According to Arlington, Virginia-based energy consultancy Energy Ventures Analysis, utility stockpiles at the end of June stood at 119.2 million st. The EVA total, based on survey responses and modeling, would be 24.4% off the EIA’s year-ago figure for June, and 26.5% below from the five-year average.

It would also be the lowest stockpile figure March 2014, which followed the so-called Polar Vortex of early 2014.

Yet coal prices have shown little reaction. The over-the-counter price for front-month Powder River Basin 8,800 Btu/lb coal was assessed Friday at $12.25/st, the lowest price this year. The price started the year at $12.40/st, peaked at $13/st February 23, then has largely declined in the following weeks.

In the East, the front-month price for Central Appalachia rail (CSX) coal, basis 12,500 Btu/lb, was assessed Friday at $64.75/st, nearly matching its year-to-date high of $65.05/st in early January, but market watchers peg the current rally to overseas prices rather than domestic demand.

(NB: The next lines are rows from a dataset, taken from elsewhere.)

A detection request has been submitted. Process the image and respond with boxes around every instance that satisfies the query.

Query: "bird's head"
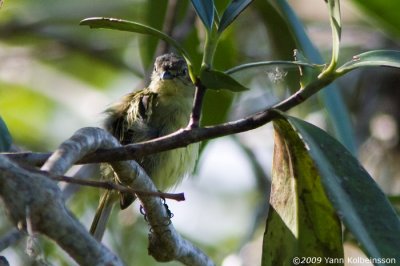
[150,53,193,92]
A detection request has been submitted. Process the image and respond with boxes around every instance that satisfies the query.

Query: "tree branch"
[37,128,214,266]
[0,155,122,265]
[3,71,333,168]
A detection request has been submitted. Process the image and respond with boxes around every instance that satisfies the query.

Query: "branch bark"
[0,155,122,265]
[1,128,214,266]
[3,72,334,166]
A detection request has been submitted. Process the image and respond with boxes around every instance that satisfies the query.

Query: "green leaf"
[327,0,342,71]
[139,0,168,69]
[192,0,214,31]
[262,115,343,266]
[0,116,12,152]
[279,112,400,261]
[218,0,253,33]
[225,61,323,75]
[200,69,248,92]
[80,17,192,67]
[336,50,400,75]
[276,0,357,154]
[351,0,400,37]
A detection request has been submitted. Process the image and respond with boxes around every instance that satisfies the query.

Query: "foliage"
[0,0,400,265]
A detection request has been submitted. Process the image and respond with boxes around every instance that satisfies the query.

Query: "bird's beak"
[160,70,175,80]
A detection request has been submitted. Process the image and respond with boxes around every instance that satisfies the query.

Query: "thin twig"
[3,74,333,165]
[188,78,206,129]
[47,171,185,201]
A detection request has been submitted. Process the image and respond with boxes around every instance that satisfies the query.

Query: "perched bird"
[90,53,199,241]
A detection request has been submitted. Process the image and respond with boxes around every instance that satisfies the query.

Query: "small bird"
[90,53,199,241]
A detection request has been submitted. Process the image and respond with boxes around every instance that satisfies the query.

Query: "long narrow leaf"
[328,0,342,70]
[276,0,356,154]
[80,17,191,65]
[262,119,343,266]
[336,50,400,75]
[191,0,214,31]
[218,0,253,33]
[281,111,400,260]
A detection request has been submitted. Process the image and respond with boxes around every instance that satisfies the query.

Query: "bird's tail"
[90,190,117,242]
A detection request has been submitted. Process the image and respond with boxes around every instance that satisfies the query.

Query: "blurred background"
[0,0,400,266]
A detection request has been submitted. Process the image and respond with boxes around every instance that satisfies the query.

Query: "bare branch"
[3,74,332,165]
[47,171,185,201]
[37,128,214,266]
[0,155,122,265]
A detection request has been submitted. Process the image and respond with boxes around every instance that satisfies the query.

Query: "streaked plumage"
[90,54,198,239]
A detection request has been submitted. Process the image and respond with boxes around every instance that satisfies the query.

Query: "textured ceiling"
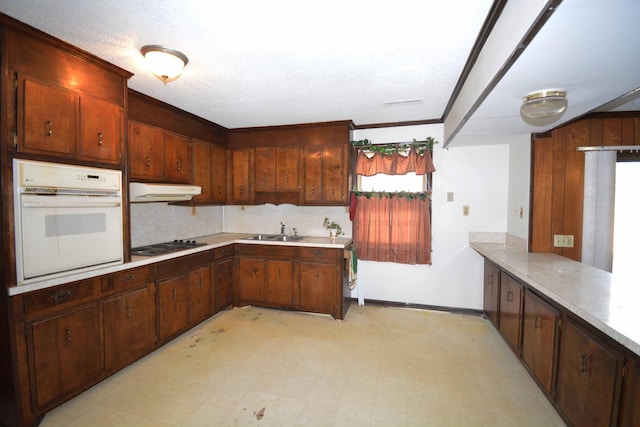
[0,0,492,128]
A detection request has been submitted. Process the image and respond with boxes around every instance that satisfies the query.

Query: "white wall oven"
[13,159,123,285]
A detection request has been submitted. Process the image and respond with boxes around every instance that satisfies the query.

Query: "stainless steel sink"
[243,234,305,242]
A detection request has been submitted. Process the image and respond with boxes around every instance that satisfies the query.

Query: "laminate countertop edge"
[469,242,640,356]
[7,233,352,296]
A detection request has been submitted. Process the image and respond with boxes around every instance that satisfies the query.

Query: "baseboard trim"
[351,298,484,316]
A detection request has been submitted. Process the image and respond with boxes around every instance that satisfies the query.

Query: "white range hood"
[129,182,201,203]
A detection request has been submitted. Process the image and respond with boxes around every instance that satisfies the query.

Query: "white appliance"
[13,159,123,285]
[129,182,201,203]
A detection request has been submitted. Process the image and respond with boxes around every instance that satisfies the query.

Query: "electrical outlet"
[553,234,573,248]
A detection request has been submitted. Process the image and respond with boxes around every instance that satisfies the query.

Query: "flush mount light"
[140,45,189,84]
[520,89,569,126]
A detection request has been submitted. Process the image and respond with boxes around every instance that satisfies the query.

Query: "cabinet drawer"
[24,279,98,314]
[101,266,154,292]
[298,248,343,261]
[235,245,295,258]
[214,245,233,260]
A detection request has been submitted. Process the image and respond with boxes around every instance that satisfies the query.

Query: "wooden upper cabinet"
[227,148,255,204]
[164,130,191,183]
[79,95,124,164]
[17,77,76,157]
[128,120,164,181]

“You don’t see people rushing out to buy coal,” said Seth Schwartz, EVA’s president.

Low burn

Part of the reason is due to low burn. Cheap natural gas and increasing wind generation have pushed down coal capacity factors, so days of burn — the amount of time to expend stockpiles at the current rate of consumption — remain relatively high.

According to EIA data released earlier this week, days of burn at bituminous coal plants as of May 31 stood at 75 days, up 2.5% from the five-year average for the month, while days of burn at subbituminous coal plants stood at 78 days, up 14%.

EVA reported days of burn for all plants at the end of June stood at 68 days.

Given utilities typically target a stockpile of roughly 50-60 days, inventories have yet to be a point of concern.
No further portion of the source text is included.